The contrast with D’Addario’s response to the Latonya Wallace investigation is striking. Edgerton hopes that the lieutenant’s hands-off approach is, at least in part, a display of confidence in his investigator. More likely, the detective reasons, D’Addario has himself soured on the full-blown red-ball treatment. Throwing troops and money at a case had accomplished so little in Reservoir Hill that maybe the lieutenant is reluctant to travel the same road a second time. Or maybe, like everyone else on the shift, LTD is just too damn tired for another all-out campaign.

But Edgerton also knows that nothing happens in a vacuum. He is being left alone to work his case largely because D’Addario can afford to leave him alone. On the day that Andrea Perry was discovered, the clearance rate stood at a fat 74 percent, with five outstanding murder warrants still on the street-a rate that compares favorably to both the previous year’s totals and the national average. As a result, D’Addario can once again make decisions without worrying about public consumption or the perceptions of the command staff. From talking with Pellegrini, Edgerton knows that the lieutenant has already expressed some dissatisfaction with the tidal wave of investigation that followed Latonya Wallace’s death. At various stages in that probe, D’Addario had listened to Landsman and Pellegrini both argue that less could be more, and the lieutenant seemed to agree. If the clearance rate had been higher, if the department hadn’t also been publicly sweating the murders of all those women in the Northwest, then the case might have gone differently. Now, with the board showing more black than red, the homicide unit’s political equilibrium has been fully restored. Thanks to some hard work, some skillful maneuvering and not a little luck, D’Addario’s reign has survived the threat and been returned to its rightful glory. And if the rise in the clearance rate and D’Addario’s true feelings about the red-ball treatment aren’t reasons enough for Edgerton to be granted his distance, then Edgerton also understands that he is alone on this case simply because the murder has fallen to Nolan’s squad.

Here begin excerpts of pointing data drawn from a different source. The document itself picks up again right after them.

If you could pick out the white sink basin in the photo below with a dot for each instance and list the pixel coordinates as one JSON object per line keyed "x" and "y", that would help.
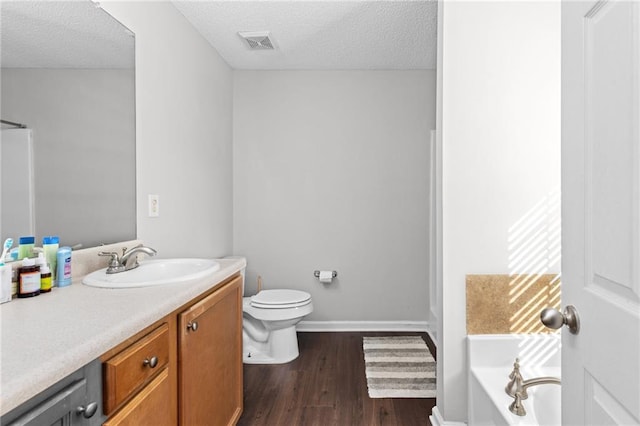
{"x": 154, "y": 272}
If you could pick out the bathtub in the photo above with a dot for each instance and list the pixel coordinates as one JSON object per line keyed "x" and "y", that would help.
{"x": 491, "y": 359}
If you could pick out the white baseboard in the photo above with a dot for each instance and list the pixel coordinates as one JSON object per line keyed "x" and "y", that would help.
{"x": 436, "y": 419}
{"x": 414, "y": 326}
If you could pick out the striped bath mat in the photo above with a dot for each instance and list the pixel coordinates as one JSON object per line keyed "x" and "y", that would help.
{"x": 399, "y": 367}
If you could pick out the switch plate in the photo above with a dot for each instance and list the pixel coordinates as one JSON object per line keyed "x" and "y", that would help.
{"x": 154, "y": 205}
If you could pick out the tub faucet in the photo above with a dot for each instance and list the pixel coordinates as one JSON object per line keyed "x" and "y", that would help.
{"x": 517, "y": 388}
{"x": 129, "y": 259}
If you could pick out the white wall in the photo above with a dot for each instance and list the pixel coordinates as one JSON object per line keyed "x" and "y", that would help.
{"x": 184, "y": 132}
{"x": 331, "y": 172}
{"x": 83, "y": 123}
{"x": 500, "y": 139}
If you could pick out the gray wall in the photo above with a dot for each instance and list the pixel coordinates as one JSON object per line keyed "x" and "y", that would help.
{"x": 184, "y": 132}
{"x": 83, "y": 125}
{"x": 331, "y": 171}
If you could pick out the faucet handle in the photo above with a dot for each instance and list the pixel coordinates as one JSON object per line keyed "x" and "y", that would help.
{"x": 114, "y": 261}
{"x": 514, "y": 387}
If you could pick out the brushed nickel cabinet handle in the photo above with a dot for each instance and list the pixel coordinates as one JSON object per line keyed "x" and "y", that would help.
{"x": 151, "y": 362}
{"x": 88, "y": 411}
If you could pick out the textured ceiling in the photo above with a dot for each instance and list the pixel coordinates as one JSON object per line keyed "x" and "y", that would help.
{"x": 319, "y": 35}
{"x": 62, "y": 34}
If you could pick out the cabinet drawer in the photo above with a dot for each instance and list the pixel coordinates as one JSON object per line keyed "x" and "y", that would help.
{"x": 128, "y": 371}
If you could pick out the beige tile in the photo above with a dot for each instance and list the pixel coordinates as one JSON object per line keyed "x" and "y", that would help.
{"x": 505, "y": 304}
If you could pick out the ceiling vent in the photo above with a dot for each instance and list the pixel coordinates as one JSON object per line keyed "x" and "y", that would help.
{"x": 257, "y": 40}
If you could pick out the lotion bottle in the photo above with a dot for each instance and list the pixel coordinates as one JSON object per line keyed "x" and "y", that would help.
{"x": 50, "y": 249}
{"x": 64, "y": 267}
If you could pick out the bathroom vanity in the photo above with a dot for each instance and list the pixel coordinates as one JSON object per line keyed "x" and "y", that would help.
{"x": 169, "y": 354}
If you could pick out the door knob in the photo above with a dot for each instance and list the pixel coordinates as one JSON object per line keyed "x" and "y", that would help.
{"x": 555, "y": 319}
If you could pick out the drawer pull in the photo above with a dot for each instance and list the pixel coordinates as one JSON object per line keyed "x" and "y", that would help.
{"x": 151, "y": 362}
{"x": 88, "y": 411}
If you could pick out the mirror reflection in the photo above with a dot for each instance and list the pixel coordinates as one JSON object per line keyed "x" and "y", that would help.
{"x": 68, "y": 131}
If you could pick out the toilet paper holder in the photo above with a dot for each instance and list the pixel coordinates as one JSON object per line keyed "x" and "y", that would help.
{"x": 317, "y": 274}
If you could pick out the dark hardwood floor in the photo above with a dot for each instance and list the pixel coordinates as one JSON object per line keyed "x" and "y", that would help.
{"x": 325, "y": 385}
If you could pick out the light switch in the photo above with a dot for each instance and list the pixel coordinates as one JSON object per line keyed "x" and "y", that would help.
{"x": 154, "y": 205}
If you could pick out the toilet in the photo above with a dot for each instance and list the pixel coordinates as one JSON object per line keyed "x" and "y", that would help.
{"x": 269, "y": 325}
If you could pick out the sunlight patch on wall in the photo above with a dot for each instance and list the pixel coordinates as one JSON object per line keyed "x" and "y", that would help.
{"x": 534, "y": 244}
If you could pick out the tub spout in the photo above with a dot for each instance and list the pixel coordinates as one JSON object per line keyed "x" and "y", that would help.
{"x": 517, "y": 388}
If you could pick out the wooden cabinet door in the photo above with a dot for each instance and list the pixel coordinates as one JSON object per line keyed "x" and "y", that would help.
{"x": 210, "y": 358}
{"x": 151, "y": 406}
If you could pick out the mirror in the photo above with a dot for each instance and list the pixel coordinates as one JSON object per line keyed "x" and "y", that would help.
{"x": 68, "y": 77}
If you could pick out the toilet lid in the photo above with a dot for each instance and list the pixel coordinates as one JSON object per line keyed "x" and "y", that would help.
{"x": 280, "y": 299}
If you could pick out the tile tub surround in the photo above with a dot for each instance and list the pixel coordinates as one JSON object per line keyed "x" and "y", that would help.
{"x": 504, "y": 304}
{"x": 71, "y": 326}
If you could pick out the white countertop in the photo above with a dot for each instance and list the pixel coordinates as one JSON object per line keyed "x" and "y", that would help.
{"x": 45, "y": 338}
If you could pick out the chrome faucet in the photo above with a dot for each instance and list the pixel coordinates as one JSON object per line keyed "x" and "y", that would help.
{"x": 517, "y": 388}
{"x": 129, "y": 259}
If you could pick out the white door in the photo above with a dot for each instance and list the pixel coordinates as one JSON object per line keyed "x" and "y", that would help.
{"x": 601, "y": 211}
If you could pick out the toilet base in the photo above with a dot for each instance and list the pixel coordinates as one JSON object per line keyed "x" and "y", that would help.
{"x": 280, "y": 347}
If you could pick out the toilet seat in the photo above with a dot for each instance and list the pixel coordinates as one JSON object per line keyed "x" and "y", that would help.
{"x": 280, "y": 299}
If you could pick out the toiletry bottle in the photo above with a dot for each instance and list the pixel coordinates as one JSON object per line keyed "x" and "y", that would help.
{"x": 63, "y": 275}
{"x": 28, "y": 278}
{"x": 45, "y": 279}
{"x": 14, "y": 282}
{"x": 25, "y": 249}
{"x": 50, "y": 248}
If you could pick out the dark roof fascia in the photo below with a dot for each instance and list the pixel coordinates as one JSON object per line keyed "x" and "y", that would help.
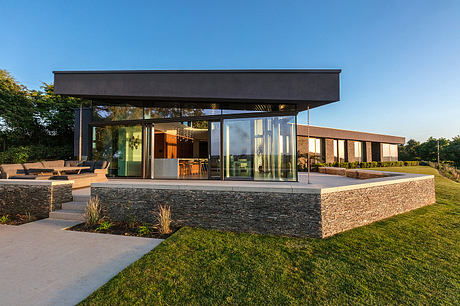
{"x": 331, "y": 133}
{"x": 197, "y": 71}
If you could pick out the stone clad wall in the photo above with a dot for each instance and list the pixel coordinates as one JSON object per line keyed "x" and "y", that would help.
{"x": 345, "y": 210}
{"x": 256, "y": 212}
{"x": 36, "y": 199}
{"x": 298, "y": 213}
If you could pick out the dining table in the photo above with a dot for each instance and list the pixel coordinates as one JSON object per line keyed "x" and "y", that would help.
{"x": 59, "y": 170}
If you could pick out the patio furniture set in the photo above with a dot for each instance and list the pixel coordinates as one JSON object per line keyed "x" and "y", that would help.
{"x": 81, "y": 173}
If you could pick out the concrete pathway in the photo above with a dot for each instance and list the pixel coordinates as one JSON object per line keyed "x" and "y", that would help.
{"x": 42, "y": 264}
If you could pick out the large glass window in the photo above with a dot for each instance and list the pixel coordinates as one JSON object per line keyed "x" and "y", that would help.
{"x": 215, "y": 147}
{"x": 260, "y": 148}
{"x": 358, "y": 151}
{"x": 389, "y": 152}
{"x": 121, "y": 146}
{"x": 339, "y": 150}
{"x": 181, "y": 150}
{"x": 161, "y": 112}
{"x": 194, "y": 112}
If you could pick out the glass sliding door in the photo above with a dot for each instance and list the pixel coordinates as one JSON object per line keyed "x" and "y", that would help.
{"x": 214, "y": 150}
{"x": 181, "y": 150}
{"x": 238, "y": 148}
{"x": 260, "y": 148}
{"x": 121, "y": 146}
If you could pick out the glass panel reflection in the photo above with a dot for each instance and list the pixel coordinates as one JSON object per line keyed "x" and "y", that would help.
{"x": 121, "y": 146}
{"x": 260, "y": 148}
{"x": 214, "y": 156}
{"x": 181, "y": 150}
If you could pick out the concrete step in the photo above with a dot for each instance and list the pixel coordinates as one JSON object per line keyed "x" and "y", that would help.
{"x": 81, "y": 206}
{"x": 81, "y": 198}
{"x": 67, "y": 214}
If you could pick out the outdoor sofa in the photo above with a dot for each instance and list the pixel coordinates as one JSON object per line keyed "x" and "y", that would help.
{"x": 95, "y": 172}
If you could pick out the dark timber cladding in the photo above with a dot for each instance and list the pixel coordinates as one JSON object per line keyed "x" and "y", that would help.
{"x": 300, "y": 87}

Not only does Nolan have absolute confidence in Edgerton’s methods, but he is the sergeant least likely to ask for help from the rest of the shift and from D’Addario in particular. Of the three sergeants, only McLarney and Landsman are now counted among LTD’s true disciples; Nolan had stayed on the fence during D’Addario’s year-long conflict with the captain. Lately, the lieutenant has taken some pleasure in bringing that out.

Two nights ago, all three squad sergeants were in the coffee room as D’Addario prepared to leave at the end of a four-to-twelve shift.

“I note by my watch that it’s nigh on twelve o’clock,” he declared dramatically. “And I know that before the cock crows thrice, one of you shall betray me…”

The sergeants laughed nervously.

“… but it’s okay, Roger, I understand. You gotta do what you gotta do.”

As Nolan’s man, Edgerton couldn’t really be sure exactly why he was being isolated on the Andrea Perry case. It may well be Dee’s faith in him, or it may be the lieutenant’s new philosophy about leaving red balls to the primary investigator. Then again, it may just be that Roger Nolan is the one sergeant who is not about to ask his lieutenant for anything. Maybe, Edgerton thinks, it’s a little of all three. For an outsider like himself, it’s always harder to get a handle on the office politics.